Higher unemployment and lower consumer income are looming, as governments start easing back on their stimulus measures. Even the higher state support was unable to stop consumer spending falling in the major consuming nations of the world, and, as this comes to an end, spending is likely to suffer even more, lowering demand for container shipping. The effects of this lower actual demand on container shipping will be more painful given the frontloading that we are currently seeing, which will depress volumes and freight rates in the future.

In July, housing starts (private houses on which construction has begun) in the US saw a recovery from the previous months - but, at 1.406 million units, remain 4.5 per cent below levels in February, before the pandemic. BIMCO has previously estimated that there is a 22-month time lag between housing starts and container imports in the US.

June was the first month this year in which volumes shipped on intra-Asian trades were higher than the corresponding month in 2019, up by 35,000 TEU. This by no means makes up for the lost volumes earlier in the year and, compared with the first half of 2019, volumes are still down by 890,900 TEU. Furthermore, with the new export orders index for manufacturers still contracting month on month in China in August (49.1), exports out of the region will remain muted.
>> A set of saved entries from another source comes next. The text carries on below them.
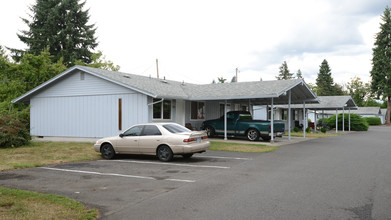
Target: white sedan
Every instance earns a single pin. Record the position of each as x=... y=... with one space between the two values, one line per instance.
x=161 y=139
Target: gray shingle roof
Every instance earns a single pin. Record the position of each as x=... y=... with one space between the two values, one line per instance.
x=260 y=91
x=367 y=110
x=329 y=103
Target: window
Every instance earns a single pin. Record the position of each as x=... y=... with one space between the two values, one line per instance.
x=197 y=110
x=162 y=110
x=230 y=116
x=174 y=128
x=151 y=130
x=119 y=114
x=134 y=131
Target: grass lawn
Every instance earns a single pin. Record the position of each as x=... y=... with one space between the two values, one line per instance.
x=20 y=204
x=43 y=153
x=252 y=148
x=314 y=135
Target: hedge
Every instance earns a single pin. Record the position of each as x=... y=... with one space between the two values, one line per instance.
x=373 y=120
x=357 y=123
x=14 y=129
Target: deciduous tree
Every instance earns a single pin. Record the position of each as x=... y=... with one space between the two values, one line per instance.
x=358 y=90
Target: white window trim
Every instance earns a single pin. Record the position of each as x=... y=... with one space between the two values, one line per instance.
x=197 y=109
x=161 y=115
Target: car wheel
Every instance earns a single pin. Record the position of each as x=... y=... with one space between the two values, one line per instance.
x=107 y=151
x=187 y=156
x=210 y=131
x=164 y=153
x=266 y=138
x=252 y=134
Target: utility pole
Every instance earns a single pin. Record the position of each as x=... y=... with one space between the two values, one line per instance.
x=157 y=68
x=236 y=75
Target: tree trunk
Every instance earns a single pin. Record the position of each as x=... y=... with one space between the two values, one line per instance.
x=388 y=110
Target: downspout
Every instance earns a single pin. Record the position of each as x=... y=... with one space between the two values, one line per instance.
x=225 y=120
x=272 y=121
x=289 y=115
x=304 y=127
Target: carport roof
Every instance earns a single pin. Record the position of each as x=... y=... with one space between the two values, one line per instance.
x=259 y=92
x=329 y=103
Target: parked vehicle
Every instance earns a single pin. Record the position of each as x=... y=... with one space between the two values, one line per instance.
x=240 y=123
x=161 y=139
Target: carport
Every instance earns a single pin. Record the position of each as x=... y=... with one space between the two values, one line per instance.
x=277 y=92
x=329 y=103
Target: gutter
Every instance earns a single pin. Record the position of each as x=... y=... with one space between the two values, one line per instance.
x=156 y=102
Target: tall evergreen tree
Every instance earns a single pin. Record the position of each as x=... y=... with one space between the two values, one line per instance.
x=61 y=27
x=284 y=72
x=381 y=62
x=324 y=81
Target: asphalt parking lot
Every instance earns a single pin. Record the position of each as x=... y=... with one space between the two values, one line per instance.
x=126 y=180
x=343 y=177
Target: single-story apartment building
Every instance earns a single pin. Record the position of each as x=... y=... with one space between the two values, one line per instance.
x=90 y=102
x=327 y=106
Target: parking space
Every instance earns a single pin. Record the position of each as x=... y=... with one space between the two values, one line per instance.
x=107 y=184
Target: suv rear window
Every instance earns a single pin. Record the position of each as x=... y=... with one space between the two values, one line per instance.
x=245 y=117
x=174 y=128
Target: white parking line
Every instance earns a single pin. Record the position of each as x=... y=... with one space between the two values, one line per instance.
x=116 y=174
x=232 y=158
x=168 y=164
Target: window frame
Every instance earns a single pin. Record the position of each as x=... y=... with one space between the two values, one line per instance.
x=203 y=111
x=161 y=109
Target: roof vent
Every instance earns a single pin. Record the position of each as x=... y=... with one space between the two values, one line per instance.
x=164 y=80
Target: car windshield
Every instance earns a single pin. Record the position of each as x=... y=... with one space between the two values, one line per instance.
x=175 y=128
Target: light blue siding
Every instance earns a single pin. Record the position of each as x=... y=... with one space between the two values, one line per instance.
x=85 y=108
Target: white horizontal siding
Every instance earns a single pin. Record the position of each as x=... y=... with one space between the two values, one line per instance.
x=86 y=116
x=72 y=85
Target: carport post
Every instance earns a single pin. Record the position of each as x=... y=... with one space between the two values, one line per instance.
x=272 y=121
x=336 y=120
x=349 y=119
x=304 y=118
x=315 y=121
x=289 y=115
x=343 y=119
x=225 y=120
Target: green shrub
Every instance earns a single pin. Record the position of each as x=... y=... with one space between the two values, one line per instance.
x=357 y=123
x=373 y=120
x=14 y=128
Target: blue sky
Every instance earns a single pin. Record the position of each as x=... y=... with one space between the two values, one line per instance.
x=198 y=41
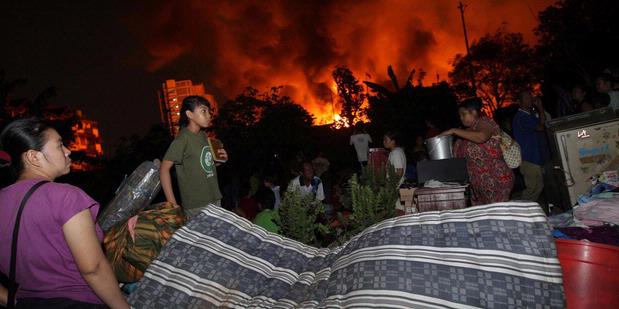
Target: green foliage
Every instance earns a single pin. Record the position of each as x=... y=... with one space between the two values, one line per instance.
x=297 y=218
x=500 y=64
x=372 y=197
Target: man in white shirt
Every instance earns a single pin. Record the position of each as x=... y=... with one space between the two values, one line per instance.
x=397 y=157
x=361 y=141
x=308 y=183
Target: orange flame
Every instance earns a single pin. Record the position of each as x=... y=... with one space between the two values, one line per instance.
x=297 y=44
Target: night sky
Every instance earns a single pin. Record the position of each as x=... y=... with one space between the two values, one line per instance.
x=108 y=58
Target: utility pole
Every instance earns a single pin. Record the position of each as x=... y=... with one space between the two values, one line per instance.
x=461 y=7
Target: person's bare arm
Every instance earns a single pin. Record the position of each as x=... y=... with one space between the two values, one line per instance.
x=79 y=232
x=482 y=134
x=166 y=181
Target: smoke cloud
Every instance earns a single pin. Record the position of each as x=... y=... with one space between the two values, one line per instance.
x=296 y=44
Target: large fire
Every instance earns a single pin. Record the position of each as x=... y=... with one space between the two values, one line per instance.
x=296 y=44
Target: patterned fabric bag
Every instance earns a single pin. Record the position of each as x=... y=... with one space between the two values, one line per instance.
x=511 y=150
x=130 y=255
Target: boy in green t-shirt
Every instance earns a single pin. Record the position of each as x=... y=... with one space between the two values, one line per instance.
x=192 y=156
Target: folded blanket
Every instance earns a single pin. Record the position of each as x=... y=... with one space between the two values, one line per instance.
x=493 y=256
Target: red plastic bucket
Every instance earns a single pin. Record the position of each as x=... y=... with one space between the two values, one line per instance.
x=590 y=274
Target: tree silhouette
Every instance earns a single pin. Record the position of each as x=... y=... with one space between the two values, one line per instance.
x=256 y=125
x=405 y=108
x=350 y=93
x=502 y=65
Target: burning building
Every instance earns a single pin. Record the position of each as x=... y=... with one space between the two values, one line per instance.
x=171 y=97
x=87 y=141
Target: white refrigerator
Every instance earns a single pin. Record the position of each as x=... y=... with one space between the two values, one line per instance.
x=582 y=151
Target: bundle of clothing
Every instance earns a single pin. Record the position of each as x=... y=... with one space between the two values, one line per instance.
x=492 y=256
x=132 y=246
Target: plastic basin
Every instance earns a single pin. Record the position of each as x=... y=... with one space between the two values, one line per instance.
x=590 y=274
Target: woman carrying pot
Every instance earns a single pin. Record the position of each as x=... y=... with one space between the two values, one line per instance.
x=491 y=179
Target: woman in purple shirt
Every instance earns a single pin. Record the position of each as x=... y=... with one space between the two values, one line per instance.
x=59 y=259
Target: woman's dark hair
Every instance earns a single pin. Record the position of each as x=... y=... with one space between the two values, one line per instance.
x=394 y=136
x=190 y=103
x=472 y=104
x=20 y=136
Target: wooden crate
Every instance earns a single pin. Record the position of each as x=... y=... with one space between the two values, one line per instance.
x=431 y=199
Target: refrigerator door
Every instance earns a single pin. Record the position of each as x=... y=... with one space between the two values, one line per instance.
x=586 y=152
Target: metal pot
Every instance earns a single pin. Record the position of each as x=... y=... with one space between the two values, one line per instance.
x=439 y=147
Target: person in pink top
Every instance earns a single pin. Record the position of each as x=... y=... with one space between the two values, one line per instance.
x=59 y=260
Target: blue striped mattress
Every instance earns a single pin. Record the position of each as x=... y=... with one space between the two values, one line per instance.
x=492 y=256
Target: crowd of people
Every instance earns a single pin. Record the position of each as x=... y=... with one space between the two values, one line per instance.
x=59 y=255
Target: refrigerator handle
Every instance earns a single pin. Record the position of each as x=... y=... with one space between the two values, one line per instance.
x=569 y=181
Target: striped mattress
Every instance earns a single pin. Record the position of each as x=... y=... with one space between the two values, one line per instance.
x=492 y=256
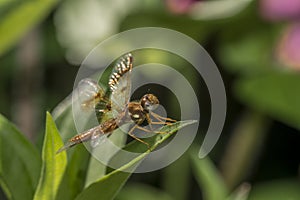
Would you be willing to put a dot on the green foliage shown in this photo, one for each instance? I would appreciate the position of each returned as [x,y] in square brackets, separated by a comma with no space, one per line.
[274,94]
[208,178]
[19,163]
[54,164]
[276,190]
[108,186]
[17,18]
[57,180]
[141,191]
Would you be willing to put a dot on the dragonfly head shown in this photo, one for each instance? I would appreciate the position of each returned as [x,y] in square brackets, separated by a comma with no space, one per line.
[149,102]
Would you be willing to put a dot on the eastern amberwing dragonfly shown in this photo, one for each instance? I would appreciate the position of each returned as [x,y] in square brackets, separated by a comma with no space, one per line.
[118,106]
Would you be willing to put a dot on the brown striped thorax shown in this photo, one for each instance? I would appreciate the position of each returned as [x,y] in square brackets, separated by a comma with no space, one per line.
[122,67]
[117,109]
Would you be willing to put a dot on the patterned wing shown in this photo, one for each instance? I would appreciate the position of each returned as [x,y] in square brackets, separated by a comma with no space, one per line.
[90,94]
[120,84]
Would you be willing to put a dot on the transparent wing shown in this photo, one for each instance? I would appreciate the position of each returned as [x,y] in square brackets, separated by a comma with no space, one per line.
[120,84]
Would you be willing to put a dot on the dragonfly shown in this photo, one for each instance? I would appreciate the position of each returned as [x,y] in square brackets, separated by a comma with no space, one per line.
[118,107]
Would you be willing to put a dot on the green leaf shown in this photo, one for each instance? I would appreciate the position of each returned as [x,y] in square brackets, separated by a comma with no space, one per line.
[208,178]
[74,177]
[97,169]
[171,178]
[141,191]
[108,186]
[20,18]
[276,190]
[19,163]
[54,164]
[274,94]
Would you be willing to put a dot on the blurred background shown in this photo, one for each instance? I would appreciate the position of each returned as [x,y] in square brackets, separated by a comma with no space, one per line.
[255,44]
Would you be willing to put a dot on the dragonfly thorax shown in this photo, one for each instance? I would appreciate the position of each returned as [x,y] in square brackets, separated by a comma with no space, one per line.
[149,102]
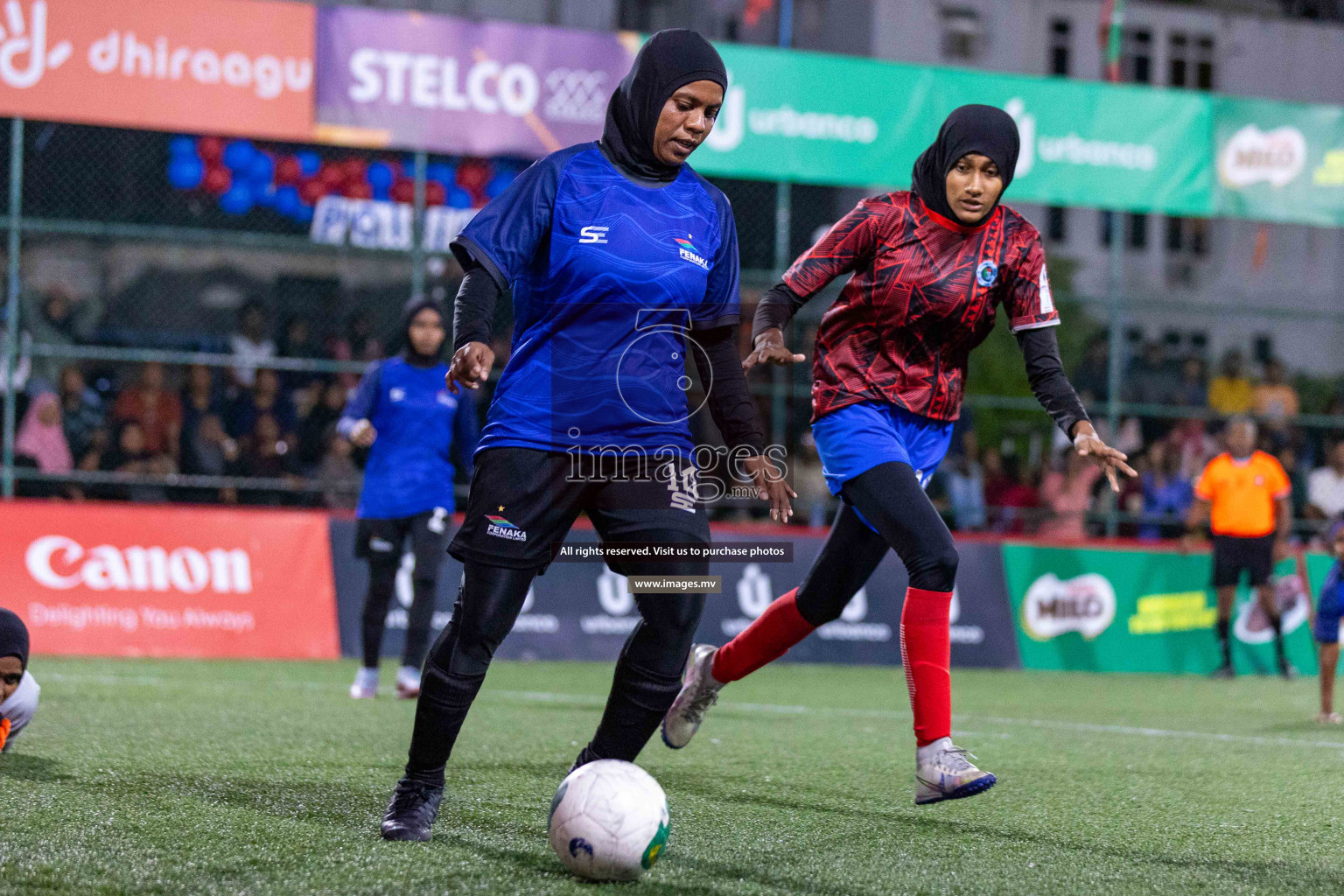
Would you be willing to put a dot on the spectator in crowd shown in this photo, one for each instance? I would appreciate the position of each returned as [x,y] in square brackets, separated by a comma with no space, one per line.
[82,413]
[312,430]
[263,398]
[266,454]
[155,409]
[964,480]
[1276,401]
[1092,378]
[55,318]
[1230,393]
[1167,492]
[1066,494]
[130,453]
[200,399]
[298,341]
[1326,486]
[252,343]
[338,473]
[1193,391]
[40,436]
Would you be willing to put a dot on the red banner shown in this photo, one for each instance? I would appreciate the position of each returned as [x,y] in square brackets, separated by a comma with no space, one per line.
[170,582]
[208,66]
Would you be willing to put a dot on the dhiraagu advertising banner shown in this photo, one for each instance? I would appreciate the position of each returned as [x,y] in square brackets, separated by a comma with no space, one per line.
[1088,610]
[843,120]
[1280,161]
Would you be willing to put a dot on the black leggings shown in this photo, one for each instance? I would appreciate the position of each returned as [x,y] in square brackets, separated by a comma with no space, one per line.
[648,673]
[892,499]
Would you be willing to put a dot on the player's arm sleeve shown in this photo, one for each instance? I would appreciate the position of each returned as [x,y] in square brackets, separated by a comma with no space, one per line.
[776,309]
[848,245]
[729,396]
[1030,301]
[466,433]
[473,311]
[722,305]
[504,236]
[1046,374]
[360,403]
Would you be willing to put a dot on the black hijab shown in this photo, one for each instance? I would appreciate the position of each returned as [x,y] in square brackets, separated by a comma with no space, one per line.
[409,313]
[671,60]
[14,637]
[983,130]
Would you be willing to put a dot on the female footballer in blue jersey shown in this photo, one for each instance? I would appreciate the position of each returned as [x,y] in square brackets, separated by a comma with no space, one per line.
[413,427]
[620,260]
[929,268]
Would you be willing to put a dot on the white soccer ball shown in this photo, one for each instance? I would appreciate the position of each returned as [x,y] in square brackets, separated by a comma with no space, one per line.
[609,821]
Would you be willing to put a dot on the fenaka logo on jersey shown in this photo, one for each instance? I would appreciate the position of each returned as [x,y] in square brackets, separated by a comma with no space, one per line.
[987,273]
[501,528]
[1053,606]
[690,254]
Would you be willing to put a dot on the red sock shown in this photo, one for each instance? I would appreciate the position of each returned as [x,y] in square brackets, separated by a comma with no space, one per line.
[927,654]
[764,641]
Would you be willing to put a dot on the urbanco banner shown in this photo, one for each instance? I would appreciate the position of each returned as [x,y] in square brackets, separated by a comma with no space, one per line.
[140,580]
[586,612]
[208,66]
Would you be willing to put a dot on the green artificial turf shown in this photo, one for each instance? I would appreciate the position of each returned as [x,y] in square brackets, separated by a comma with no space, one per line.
[164,777]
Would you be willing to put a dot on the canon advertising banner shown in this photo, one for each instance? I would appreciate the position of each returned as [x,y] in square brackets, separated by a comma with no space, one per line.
[105,579]
[581,610]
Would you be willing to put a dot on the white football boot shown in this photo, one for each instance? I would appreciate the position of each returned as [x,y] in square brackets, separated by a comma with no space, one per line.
[699,692]
[944,771]
[408,682]
[366,684]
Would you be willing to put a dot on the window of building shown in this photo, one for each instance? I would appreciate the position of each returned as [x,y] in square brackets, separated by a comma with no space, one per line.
[1138,62]
[1060,45]
[1057,223]
[1138,231]
[962,34]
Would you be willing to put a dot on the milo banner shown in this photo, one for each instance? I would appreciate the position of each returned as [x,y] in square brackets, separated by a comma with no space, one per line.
[584,612]
[1090,610]
[1082,144]
[1280,161]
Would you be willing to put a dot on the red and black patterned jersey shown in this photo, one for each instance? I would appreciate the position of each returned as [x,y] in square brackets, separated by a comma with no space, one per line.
[924,293]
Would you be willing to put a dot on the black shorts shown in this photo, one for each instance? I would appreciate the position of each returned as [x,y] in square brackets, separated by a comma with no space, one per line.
[526,500]
[383,539]
[1231,555]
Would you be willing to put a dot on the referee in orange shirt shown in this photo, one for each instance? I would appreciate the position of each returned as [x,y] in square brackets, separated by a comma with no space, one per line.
[1245,496]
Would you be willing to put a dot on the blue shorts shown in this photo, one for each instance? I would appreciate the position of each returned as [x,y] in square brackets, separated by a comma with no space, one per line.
[1328,617]
[859,437]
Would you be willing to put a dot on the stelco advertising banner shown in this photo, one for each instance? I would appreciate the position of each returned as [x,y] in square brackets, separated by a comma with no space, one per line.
[1082,144]
[168,582]
[1092,610]
[210,66]
[390,78]
[584,612]
[1280,161]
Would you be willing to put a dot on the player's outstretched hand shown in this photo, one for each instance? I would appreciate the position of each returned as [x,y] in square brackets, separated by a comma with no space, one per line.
[770,486]
[471,367]
[360,436]
[1088,444]
[769,348]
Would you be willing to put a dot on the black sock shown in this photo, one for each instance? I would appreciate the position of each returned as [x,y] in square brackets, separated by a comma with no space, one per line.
[1225,641]
[486,606]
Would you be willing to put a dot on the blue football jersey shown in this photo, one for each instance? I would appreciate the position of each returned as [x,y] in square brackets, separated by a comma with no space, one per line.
[609,280]
[420,426]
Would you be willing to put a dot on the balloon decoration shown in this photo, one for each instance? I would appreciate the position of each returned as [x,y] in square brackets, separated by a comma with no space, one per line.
[245,178]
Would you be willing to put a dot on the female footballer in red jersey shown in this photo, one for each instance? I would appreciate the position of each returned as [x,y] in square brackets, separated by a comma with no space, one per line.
[929,269]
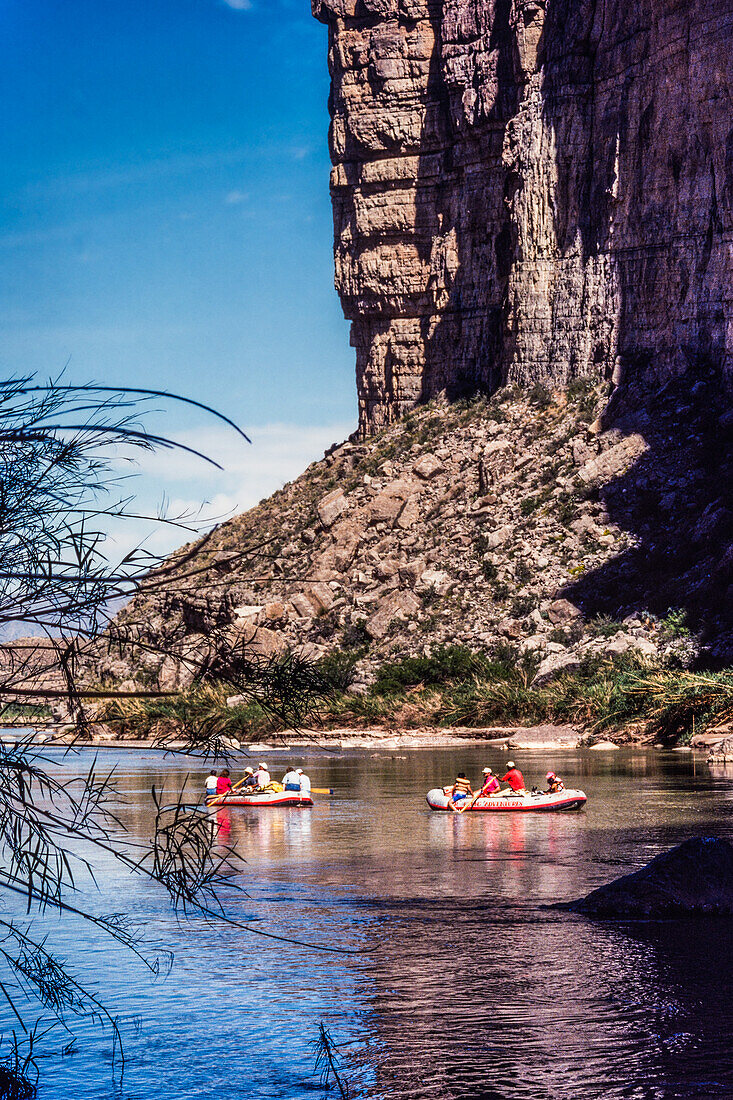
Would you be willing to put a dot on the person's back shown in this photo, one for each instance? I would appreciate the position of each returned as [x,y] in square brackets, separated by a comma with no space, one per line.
[490,783]
[304,782]
[262,776]
[513,777]
[555,784]
[223,783]
[292,780]
[459,791]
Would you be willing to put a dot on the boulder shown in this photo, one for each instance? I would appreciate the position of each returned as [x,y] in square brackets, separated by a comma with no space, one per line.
[495,462]
[562,611]
[613,462]
[554,666]
[395,605]
[408,516]
[435,580]
[331,506]
[275,611]
[696,878]
[427,466]
[320,596]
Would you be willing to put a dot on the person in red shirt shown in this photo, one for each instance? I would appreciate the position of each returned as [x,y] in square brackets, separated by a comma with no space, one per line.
[514,778]
[223,782]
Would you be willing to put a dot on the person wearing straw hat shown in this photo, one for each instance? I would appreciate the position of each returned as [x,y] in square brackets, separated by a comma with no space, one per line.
[223,782]
[490,787]
[514,778]
[555,784]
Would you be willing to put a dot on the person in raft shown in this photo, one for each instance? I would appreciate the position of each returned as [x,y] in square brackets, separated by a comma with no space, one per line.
[490,787]
[262,774]
[555,784]
[304,782]
[514,778]
[223,782]
[292,780]
[459,791]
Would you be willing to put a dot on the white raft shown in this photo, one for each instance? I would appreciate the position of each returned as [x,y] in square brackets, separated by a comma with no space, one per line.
[503,803]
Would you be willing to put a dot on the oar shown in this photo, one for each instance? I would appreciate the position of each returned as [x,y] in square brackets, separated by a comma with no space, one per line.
[220,798]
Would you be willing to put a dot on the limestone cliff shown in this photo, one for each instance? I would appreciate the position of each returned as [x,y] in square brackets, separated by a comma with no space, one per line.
[529,189]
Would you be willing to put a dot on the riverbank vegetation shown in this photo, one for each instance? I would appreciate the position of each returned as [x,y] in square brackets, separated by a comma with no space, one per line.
[457,688]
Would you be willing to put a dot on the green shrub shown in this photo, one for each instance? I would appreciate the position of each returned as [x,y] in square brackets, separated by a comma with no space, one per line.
[446,664]
[337,667]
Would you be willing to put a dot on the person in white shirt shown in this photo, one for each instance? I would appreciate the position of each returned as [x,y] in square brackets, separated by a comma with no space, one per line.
[305,782]
[292,780]
[262,774]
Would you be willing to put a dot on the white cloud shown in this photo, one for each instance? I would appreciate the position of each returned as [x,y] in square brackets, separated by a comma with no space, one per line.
[236,198]
[279,453]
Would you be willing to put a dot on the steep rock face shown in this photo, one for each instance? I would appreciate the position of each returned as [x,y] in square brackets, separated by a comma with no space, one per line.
[529,189]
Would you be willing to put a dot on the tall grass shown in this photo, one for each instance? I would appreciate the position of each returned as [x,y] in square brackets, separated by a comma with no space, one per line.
[455,688]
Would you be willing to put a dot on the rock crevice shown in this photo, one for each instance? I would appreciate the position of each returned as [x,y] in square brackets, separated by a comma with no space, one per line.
[529,190]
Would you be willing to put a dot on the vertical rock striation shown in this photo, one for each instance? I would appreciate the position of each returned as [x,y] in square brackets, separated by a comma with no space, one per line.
[529,189]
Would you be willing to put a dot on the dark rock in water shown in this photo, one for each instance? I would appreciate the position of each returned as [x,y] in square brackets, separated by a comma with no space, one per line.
[693,879]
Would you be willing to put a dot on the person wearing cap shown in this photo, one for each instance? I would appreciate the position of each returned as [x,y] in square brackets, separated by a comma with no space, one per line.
[305,781]
[292,780]
[490,787]
[459,791]
[262,774]
[555,784]
[514,778]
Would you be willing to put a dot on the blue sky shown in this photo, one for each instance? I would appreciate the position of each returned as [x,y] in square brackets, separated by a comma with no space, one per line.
[165,219]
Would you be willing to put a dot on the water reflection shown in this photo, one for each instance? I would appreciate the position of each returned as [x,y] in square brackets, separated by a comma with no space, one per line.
[466,983]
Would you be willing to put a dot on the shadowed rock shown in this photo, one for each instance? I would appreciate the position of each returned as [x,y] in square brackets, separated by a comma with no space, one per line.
[695,878]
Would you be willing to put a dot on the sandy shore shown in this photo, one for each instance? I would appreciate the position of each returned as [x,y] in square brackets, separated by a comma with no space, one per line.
[429,737]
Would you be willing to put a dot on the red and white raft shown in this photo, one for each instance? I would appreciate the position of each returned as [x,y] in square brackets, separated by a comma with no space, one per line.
[261,799]
[523,803]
The resilience of intra-Asia shows a renewed strength of this often disparaged high volume, low value trade, What's more, it appears to have become self-reliant and less dependent on exports. Exports on to its main trade lanes suffered double-digit declines. This is the result of many years with high economic activity in the region increasing the size of the middle class and, therefore, the population's wealth and spending.